Mr. DeCONCINI. Mr. President, in this morning's Washington Times, there is a story about the National Security Council and the staff that is there. It is entitled `Many key staffers came up under Bush, and it is by Mr. Gertz. It is a very interesting article.
I can only comment, having been the chairman of the Intelligence Committee now for roughly 10 months, that I find the NSC to be very professional and, though I would like to see them devote more time in the area of intelligence, they have had their calendar and agenda very, very full.
But there is an interesting misquote in our misperception that could be drawn from this article, and it relates to Mr. George Tenet, who is at the NSC and has been since I believe January or February. Mr. Tenet, who was a former staff director of the Senate Intelligence Committee for 6 years, worked for Senator Heinz, then for Senator Leahy, and then Senator Boren on that committee. I had an opportunity to work with him for 6 years when he was staff director. He is one of the most knowledgeable people, I believe, in this country in the field of intelligence and he heads the intelligence area of the NSC.

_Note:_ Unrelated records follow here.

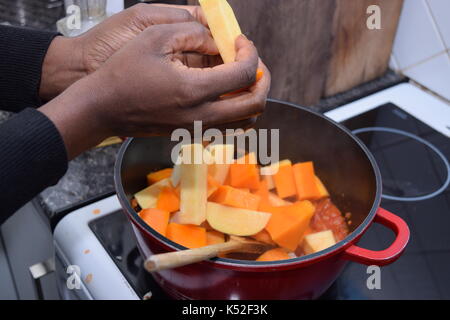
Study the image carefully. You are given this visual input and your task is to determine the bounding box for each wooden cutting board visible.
[188,0,403,105]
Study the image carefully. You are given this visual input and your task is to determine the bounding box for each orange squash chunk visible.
[147,168,173,186]
[206,231,225,246]
[208,175,220,197]
[293,161,321,200]
[229,153,259,190]
[210,186,261,211]
[166,223,206,249]
[256,248,291,261]
[139,208,170,236]
[273,161,297,199]
[252,229,276,245]
[266,201,315,251]
[156,187,180,212]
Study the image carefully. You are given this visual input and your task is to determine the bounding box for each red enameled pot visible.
[115,100,409,299]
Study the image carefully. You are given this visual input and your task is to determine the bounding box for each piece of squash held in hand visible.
[134,179,172,209]
[256,248,291,261]
[302,230,336,254]
[292,161,321,200]
[207,202,271,236]
[266,201,315,251]
[209,186,261,211]
[179,144,208,225]
[206,144,234,185]
[156,187,180,212]
[166,223,206,249]
[147,168,173,186]
[139,209,170,236]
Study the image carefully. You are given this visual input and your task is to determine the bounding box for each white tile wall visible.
[390,0,450,100]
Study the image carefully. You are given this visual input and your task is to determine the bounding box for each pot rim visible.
[114,98,382,271]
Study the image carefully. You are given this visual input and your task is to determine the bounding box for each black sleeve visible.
[0,108,67,225]
[0,25,57,112]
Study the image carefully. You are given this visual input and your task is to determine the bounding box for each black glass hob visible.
[90,104,450,299]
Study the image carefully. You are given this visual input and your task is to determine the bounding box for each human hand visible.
[40,22,270,158]
[39,3,206,101]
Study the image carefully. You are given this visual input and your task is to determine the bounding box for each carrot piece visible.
[252,230,275,245]
[293,161,320,200]
[229,153,259,190]
[206,231,225,246]
[315,176,330,200]
[266,201,315,251]
[139,208,170,236]
[210,186,261,211]
[156,187,180,212]
[273,160,297,198]
[166,223,206,249]
[256,248,291,261]
[208,175,220,198]
[147,168,173,186]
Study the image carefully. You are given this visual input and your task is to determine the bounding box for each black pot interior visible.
[117,101,380,240]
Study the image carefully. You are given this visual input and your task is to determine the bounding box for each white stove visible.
[54,84,450,299]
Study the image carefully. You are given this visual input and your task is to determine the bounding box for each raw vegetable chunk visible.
[316,176,330,199]
[207,202,271,236]
[147,168,173,186]
[209,186,261,210]
[303,230,336,254]
[156,187,180,212]
[293,161,320,200]
[266,201,315,251]
[139,209,170,236]
[273,160,297,199]
[199,0,242,63]
[256,248,291,261]
[207,144,234,184]
[206,230,225,246]
[230,153,259,190]
[134,179,171,209]
[166,223,206,249]
[179,144,208,225]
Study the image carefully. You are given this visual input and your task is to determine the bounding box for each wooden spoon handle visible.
[144,240,246,272]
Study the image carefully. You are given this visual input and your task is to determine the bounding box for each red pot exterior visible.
[130,218,348,300]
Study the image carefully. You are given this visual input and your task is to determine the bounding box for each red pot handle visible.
[345,208,409,266]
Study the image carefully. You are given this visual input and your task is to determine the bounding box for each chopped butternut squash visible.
[292,161,320,200]
[156,187,180,212]
[252,230,276,245]
[134,179,171,209]
[139,209,170,236]
[230,153,259,190]
[266,201,315,251]
[303,230,336,254]
[207,202,270,236]
[273,160,297,199]
[166,223,206,249]
[209,186,261,210]
[206,231,225,246]
[256,248,291,261]
[147,168,173,186]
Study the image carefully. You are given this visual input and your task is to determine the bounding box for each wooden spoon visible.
[144,236,274,272]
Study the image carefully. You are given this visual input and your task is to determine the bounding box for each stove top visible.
[55,85,450,299]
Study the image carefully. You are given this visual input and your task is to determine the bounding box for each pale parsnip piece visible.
[134,178,171,209]
[178,144,208,225]
[207,144,234,185]
[199,0,242,63]
[207,202,271,236]
[302,230,336,254]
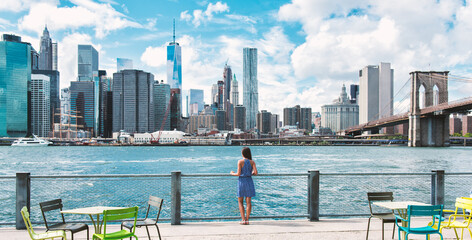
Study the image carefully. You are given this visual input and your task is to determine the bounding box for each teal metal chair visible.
[395,205,444,240]
[93,207,138,240]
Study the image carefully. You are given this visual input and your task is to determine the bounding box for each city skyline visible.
[0,0,472,114]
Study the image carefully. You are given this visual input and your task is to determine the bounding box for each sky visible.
[0,0,472,114]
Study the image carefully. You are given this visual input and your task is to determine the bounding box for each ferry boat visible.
[11,135,52,147]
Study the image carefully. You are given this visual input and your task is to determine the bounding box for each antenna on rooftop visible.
[172,18,175,43]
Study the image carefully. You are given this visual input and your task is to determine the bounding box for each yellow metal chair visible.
[93,207,138,240]
[429,197,472,240]
[21,207,67,240]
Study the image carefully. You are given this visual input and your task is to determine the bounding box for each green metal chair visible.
[121,196,164,240]
[21,206,67,240]
[93,207,138,240]
[395,205,444,240]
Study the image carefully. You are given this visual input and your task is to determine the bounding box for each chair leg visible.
[392,223,395,239]
[365,217,372,240]
[156,224,162,240]
[382,221,385,240]
[145,226,151,240]
[454,228,459,239]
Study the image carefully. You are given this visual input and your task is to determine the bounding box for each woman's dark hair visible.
[242,147,252,160]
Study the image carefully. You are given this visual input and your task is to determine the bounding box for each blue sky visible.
[0,0,472,114]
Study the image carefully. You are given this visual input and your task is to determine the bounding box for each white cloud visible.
[180,2,229,27]
[18,0,143,38]
[0,18,14,29]
[0,0,59,12]
[141,27,310,114]
[277,0,472,110]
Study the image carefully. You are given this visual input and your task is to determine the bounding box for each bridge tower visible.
[408,71,449,147]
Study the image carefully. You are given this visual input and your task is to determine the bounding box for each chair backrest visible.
[408,204,444,232]
[103,207,138,237]
[367,192,393,214]
[456,197,472,213]
[146,196,164,223]
[21,206,36,239]
[39,199,65,230]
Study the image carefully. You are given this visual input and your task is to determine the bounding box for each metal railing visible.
[4,170,472,229]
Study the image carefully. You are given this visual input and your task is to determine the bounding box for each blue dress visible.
[238,159,256,197]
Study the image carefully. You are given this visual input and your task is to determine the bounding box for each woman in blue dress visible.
[230,147,257,225]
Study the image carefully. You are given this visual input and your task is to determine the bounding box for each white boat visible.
[11,135,52,147]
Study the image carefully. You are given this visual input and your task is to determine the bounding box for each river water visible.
[0,146,472,222]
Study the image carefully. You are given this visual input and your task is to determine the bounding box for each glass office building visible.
[243,48,259,129]
[69,81,95,132]
[113,69,155,133]
[154,81,171,131]
[188,89,204,115]
[167,42,182,89]
[116,58,133,72]
[0,34,31,137]
[77,45,98,81]
[30,74,51,137]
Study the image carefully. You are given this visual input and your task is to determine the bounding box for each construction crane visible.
[151,93,174,144]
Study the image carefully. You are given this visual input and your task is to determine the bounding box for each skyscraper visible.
[154,81,170,131]
[230,74,239,106]
[0,34,31,137]
[234,105,246,131]
[39,27,53,70]
[31,70,61,127]
[210,84,218,104]
[169,88,182,130]
[321,85,359,132]
[215,110,226,131]
[167,19,182,89]
[257,110,272,134]
[69,81,96,133]
[113,69,155,133]
[350,84,359,104]
[52,43,59,71]
[30,74,51,137]
[284,105,312,132]
[358,63,393,124]
[243,48,259,129]
[77,45,98,81]
[223,63,233,107]
[116,58,133,72]
[188,89,204,115]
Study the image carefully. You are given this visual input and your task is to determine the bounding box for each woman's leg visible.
[246,197,252,224]
[238,197,246,223]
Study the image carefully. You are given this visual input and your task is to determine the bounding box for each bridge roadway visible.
[344,97,472,135]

There is a statement here:
Associates say Mr. Tenet is politically astute but lacks a thorough understanding of the intelligence business.

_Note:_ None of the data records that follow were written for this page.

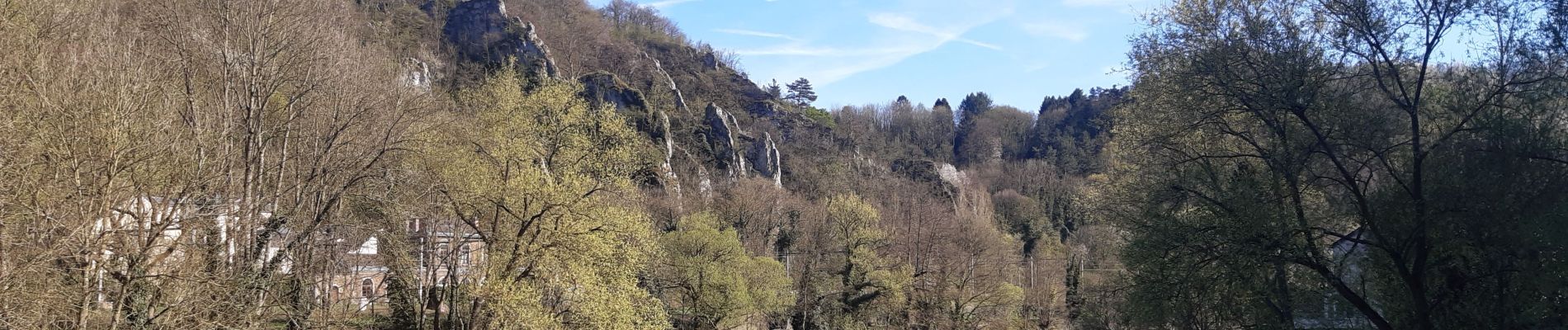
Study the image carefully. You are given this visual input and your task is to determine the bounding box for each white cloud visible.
[866,12,1002,50]
[645,0,697,9]
[714,28,801,40]
[1023,22,1089,40]
[720,0,1013,86]
[1061,0,1145,7]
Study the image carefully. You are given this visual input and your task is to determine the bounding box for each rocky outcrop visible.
[751,131,784,187]
[577,70,645,111]
[890,159,966,197]
[702,50,718,70]
[654,111,682,200]
[702,103,746,178]
[643,52,692,114]
[441,0,560,78]
[399,58,432,91]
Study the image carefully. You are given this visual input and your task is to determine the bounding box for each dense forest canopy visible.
[0,0,1568,330]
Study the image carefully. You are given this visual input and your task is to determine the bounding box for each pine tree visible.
[784,78,817,106]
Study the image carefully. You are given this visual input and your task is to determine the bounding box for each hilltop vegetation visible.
[0,0,1568,328]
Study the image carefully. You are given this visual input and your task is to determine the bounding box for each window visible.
[359,277,376,297]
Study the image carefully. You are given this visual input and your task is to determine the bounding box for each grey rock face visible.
[751,133,784,187]
[577,72,648,111]
[702,103,746,178]
[400,58,432,92]
[702,52,718,70]
[442,0,560,78]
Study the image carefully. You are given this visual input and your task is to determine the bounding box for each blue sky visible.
[589,0,1155,111]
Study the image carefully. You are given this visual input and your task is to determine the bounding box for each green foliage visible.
[814,194,913,328]
[427,72,668,328]
[800,105,839,128]
[652,213,795,328]
[784,78,817,106]
[1099,2,1568,328]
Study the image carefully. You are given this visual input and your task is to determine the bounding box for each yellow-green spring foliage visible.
[655,213,795,328]
[427,70,669,328]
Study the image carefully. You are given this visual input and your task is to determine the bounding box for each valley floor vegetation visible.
[0,0,1568,330]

That is nonsense. I have seen the depth of Mr. Tenet, and he has been a source of tremendous value to the committee and I know a source of tremendous value today to the NSC.
I think, quite frankly, that if the administration followed more recommendations and advice from people like Mr. Tenet we would have less acrimony that we had in developing an intelligence budget. And we have had problems. We finally got them resolved, I believe, and finally moved ahead. But we are late in the year, well into a CR in 1994, and we have not conferenced yet nor have we based the conference report on defense appropriations that funds the intelligence department.
I have talked to Mr. Tenet a number of times. I know that his advice has been very sound to the administration and I hope that they would now start to take even more of it.
But, also, Mr. Tenet has been involved in a number of decisions that involve the intelligence gathering and interpretation of the intelligence as it relates to judgments the President must make. Mr. Tenet has given good advice and is truly one of the experts in the area of intelligence in this country.
I thank the Chair, and I yield the floor.
Mr. BAUCUS addressed the Chair.
The PRESIDING OFFICER. The Chair recognizes the Senator from Montana [Mr. Baucus].